Object Detection
Getting Started
Step 1: CombinedRealityView.swift
Navigate to squiggly/Views/Main/CombinedRealityView.swift
. This is where the code for the immersive space is.
Step 2: Object Tab in Toolbar
On the Apple Vision Pros, you will find the toolbar on the left. In this window, we have 3 toolbars including the left toolbar, bottom toolbar, and the top ornament. In the left toolbar, select the Objects
Tab to open up the section.
Step 3: Select Objects to Detect
Once you are in the tab, you will find a NavigationSplitView
. Try cycing through the objects in which you will see we trained 3 crayon boxes and some of its individual crayons. For our course today, we will focus only on the Crayon Box. Please deselect all objects except for Crayonbox 3_raw_ObjectMaskOn
.
Step 4: Detect Crayon Box
Then click on the green Play
button in the bottom toolbar. The bottom toolbar will then change into a different UI as you enter into the immersive space. Now, find your crayon box on your table. When detected, you should see a yellow overlay with a UI overlay.
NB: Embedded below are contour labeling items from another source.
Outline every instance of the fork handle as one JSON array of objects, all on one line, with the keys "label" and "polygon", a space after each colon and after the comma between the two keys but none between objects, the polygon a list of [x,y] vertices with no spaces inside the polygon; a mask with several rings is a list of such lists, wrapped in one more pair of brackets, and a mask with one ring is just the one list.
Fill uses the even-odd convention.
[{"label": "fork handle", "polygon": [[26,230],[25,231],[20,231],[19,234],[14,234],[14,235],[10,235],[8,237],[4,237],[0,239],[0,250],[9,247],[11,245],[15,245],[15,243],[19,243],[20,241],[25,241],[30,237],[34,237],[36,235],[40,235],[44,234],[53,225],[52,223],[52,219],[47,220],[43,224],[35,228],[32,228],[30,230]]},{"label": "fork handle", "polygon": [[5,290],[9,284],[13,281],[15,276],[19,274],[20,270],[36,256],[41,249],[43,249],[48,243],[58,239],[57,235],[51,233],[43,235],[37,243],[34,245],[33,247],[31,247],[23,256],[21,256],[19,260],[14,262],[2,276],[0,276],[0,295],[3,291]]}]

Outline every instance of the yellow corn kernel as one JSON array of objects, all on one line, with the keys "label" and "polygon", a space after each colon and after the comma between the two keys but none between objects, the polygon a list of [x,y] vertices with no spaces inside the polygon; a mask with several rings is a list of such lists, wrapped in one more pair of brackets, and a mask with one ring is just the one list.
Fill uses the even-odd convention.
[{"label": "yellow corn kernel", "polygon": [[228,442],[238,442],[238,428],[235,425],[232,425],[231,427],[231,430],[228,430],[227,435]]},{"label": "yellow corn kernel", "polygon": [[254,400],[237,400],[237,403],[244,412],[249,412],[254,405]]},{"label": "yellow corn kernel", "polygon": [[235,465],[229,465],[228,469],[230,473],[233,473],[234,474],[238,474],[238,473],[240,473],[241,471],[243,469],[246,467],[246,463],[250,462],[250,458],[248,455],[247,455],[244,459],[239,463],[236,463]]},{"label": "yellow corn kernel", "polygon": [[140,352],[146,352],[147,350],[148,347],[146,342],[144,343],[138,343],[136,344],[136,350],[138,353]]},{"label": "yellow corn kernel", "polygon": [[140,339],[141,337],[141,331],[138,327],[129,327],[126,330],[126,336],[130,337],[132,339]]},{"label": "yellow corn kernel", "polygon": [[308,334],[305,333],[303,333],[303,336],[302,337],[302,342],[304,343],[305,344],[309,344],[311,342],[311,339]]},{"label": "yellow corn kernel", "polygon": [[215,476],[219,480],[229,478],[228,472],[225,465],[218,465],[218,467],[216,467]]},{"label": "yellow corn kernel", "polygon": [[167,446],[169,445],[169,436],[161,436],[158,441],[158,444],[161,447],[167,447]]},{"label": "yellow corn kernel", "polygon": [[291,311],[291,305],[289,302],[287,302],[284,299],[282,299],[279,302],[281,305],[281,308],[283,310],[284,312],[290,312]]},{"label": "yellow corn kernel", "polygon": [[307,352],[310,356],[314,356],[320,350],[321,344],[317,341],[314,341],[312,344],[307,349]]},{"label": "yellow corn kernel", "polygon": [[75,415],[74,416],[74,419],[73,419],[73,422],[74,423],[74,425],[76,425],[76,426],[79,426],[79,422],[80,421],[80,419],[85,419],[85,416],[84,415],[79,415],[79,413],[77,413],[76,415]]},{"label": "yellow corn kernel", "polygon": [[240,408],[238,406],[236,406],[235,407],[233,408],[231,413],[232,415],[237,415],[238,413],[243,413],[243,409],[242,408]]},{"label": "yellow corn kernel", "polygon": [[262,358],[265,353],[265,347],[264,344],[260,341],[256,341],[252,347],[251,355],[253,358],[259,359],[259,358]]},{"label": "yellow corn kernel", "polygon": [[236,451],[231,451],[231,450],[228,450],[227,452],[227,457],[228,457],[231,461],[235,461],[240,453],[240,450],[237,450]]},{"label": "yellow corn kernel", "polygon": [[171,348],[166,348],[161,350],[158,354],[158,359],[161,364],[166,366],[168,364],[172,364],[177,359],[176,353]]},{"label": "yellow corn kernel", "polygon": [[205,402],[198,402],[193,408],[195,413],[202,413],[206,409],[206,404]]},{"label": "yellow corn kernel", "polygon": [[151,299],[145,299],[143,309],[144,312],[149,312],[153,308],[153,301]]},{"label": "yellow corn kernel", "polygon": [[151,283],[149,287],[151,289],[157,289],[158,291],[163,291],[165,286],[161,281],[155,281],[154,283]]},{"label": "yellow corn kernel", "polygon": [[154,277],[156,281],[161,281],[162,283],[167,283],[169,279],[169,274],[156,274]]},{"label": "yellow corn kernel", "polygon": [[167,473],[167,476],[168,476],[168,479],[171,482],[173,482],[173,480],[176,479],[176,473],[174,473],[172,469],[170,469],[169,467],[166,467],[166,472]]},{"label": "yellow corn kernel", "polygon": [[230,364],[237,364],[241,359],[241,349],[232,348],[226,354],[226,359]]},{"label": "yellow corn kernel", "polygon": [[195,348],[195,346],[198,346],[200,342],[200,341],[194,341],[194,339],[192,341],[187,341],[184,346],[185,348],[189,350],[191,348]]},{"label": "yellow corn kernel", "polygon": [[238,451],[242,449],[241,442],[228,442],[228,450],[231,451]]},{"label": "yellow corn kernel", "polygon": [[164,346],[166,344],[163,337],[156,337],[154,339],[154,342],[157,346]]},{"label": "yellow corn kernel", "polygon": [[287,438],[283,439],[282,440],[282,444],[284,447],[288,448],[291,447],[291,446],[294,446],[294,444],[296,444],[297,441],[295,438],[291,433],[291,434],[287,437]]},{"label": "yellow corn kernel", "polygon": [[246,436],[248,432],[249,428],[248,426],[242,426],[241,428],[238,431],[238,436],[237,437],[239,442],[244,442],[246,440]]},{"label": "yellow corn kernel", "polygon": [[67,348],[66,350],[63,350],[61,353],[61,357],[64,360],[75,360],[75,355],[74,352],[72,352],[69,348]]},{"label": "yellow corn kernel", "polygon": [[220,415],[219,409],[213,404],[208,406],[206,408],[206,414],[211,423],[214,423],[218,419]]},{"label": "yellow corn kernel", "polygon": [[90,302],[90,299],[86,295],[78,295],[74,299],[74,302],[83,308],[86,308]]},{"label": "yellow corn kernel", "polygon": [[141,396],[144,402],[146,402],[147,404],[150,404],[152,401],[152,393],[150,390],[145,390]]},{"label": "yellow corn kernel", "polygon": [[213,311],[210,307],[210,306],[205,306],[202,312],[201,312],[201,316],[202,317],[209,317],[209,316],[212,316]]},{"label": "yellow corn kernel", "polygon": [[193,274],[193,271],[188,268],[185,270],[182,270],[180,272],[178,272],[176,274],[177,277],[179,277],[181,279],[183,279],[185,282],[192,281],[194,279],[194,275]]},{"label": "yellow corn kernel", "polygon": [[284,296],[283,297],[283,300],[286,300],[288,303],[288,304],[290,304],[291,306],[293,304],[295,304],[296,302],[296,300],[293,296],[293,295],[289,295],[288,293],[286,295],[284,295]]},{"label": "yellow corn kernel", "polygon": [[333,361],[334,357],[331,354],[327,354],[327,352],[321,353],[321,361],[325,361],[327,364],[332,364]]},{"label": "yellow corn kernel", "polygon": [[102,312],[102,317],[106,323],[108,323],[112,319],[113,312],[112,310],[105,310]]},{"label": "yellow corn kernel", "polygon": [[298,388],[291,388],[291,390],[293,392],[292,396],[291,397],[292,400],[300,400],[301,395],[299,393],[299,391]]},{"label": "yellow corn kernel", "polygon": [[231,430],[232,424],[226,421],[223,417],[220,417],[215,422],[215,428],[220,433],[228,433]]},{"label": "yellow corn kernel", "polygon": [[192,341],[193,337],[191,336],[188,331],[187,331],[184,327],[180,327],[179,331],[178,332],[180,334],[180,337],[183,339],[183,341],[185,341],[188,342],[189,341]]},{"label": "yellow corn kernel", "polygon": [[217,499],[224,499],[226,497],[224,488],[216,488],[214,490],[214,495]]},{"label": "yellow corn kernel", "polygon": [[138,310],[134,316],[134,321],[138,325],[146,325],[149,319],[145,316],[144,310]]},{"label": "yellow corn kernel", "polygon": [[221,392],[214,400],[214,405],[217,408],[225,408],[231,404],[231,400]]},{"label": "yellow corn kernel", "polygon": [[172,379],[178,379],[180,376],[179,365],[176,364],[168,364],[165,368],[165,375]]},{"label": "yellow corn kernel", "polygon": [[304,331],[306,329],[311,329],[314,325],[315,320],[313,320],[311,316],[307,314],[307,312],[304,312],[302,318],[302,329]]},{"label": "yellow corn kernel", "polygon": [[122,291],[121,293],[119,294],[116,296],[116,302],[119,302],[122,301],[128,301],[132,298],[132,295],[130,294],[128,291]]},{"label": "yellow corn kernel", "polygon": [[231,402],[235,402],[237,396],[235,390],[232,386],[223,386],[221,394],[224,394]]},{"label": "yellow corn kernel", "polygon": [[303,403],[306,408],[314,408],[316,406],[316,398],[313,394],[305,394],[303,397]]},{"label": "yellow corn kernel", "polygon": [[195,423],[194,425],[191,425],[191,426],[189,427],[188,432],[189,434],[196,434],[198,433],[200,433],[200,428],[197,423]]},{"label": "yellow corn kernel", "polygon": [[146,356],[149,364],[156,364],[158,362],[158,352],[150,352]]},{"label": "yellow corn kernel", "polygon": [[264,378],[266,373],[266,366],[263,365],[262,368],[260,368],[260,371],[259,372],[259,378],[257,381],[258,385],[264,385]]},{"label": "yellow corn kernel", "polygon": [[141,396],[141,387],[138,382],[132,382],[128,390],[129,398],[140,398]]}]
The box changes shape when it is opened. For best results, cover the face of the crayon box with the tabs.
Overview
An image classifier is a machine learning model that recognizes images. When you give it an image, it responds with a category label for that image. You train an image classifier by showing it many examples of images you’ve already labeled. For example, you can train an image classifier to recognize animals by gathering photos of elephants, giraffes, lions, and so on. After the image classifier finishes training, you assess its accuracy and, if it performs well enough, save it as a Core ML model file. You then import the model file into your Xcode project to use the image classifier in your app. CreateML is a tool that we will be using to support us through this process.
Reference Objects
In this section, we share this process was implemented. First we started off by picking a 3D model. In our case, we got 24 count crayon boxes from Target. Luckily, they are on sale for 0.50 cents (USD)!!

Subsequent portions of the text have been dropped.